The sweet spot is typically a small, yet perfect window. In the world of selling surveillance cameras, however, you will find that sweet spot for IP video is much bigger than you think.
IP Video Dovetails with Other IP Systems
Finding your sweet spot starts with IT infrastructure, the pipeline for collecting, transferring and storing data critical for daily operations. It affords integrators the ability to deliver robust IP-based solutions that both dwarf the limitations of previous analog CCTV solutions and deliver a wealth of cross-functional value in the form of operational intelligence gathering.
On a basic level, an IP camera is really a computer that sees. It lets your customers shed DVR equipment and free up operational time by leveraging edge-based applications and storage (through memory cards or attached storage) or use a cloud-based architecture to eliminate the need for onsite devices.
On a more advanced level, IP video solutions can incorporate applications to assist organizations — from individual small businesses and franchises to large national or global companies with satellite locations — in discovering ways to improve overall operational efficiencies and performance.
In the past, you might have recommended installing analog-based cameras and DVRs because they were (and still are) inexpensive. But DVRs eventually fail, and replacements every three to five years either raised the customer’s cost of ownership or eroded your profit margins. Plus, low image quality minimized the video’s forensic value.
Features Increase Attractiveness
Fast forward to today. As IP video revenue overtakes half the market for the first time, there are many “technology sweet spots” that make the solution increasingly attractive for integrator businesses and end-users alike:
Remote support: You can offer an IP-based solution that, in many cases, can be troubleshot and serviced remotely over the web. This expedites needed fixes should problems arise, and speeds up system upgrades with remote firmware patches and VMS updates.
Edge-based management: Recommending edge-based video management running directly in-camera saves customers the cost of supplemental onsite storage devices, ongoing maintenance and periodic replacement of DVRs. These edge-based configurations are fully functional for small system installations and easily managed by either the end-user or integrator.
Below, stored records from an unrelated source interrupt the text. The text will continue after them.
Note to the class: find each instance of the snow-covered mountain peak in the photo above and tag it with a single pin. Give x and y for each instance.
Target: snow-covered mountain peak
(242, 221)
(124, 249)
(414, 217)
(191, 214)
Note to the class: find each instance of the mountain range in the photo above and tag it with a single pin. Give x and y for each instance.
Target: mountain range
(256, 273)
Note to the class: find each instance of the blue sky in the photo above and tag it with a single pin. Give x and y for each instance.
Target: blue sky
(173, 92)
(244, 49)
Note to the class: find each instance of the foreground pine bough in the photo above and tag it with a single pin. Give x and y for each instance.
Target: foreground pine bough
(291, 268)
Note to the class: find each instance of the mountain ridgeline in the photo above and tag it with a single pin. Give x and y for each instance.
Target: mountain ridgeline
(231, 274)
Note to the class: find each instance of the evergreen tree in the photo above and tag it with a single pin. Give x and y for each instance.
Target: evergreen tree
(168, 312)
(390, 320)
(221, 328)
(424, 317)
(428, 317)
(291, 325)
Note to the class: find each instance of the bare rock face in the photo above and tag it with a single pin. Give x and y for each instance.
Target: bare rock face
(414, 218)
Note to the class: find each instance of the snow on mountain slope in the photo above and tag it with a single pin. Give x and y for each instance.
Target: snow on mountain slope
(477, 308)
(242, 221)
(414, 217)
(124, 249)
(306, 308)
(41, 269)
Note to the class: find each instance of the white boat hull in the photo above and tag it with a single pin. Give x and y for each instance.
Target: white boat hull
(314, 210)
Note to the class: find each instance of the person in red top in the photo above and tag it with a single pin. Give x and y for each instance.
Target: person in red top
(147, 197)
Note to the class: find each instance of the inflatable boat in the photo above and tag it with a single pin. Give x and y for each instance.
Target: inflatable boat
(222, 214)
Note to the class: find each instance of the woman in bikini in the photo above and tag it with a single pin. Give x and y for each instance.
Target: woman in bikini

Cloud-based architecture: A cloud-based solution makes system management even easier for the customer. The upside for an integrator is the potential recurring revenue stream generated by the services. A hosting provider can store the video in a cloud environment and provide customers access to it through a secure web portal branded with your organization’s GUI. If you are an integrator equipped to provide managed services, you can charge for storing video, providing video on request and managing the system’s overall health. This RMR model gives your customers peace of mind that they can count on you to handle everything from general maintenance and system upgrades to the occasional emergency.
Video verification of other IP-based systems: Integrating IP-based physical access control, intrusion, alarm and fire detection systems with IP video creates a single solution source that can visually verify who is using the card to enter the facility and whether burglar or fire alarms were triggered by an actual incident; thus avoiding potential fines from local law enforcement for responding to non-events.
Because IP video is scalable, you can offer these expanded applications to any sized customer — from a small business to a global operation with offices around the world.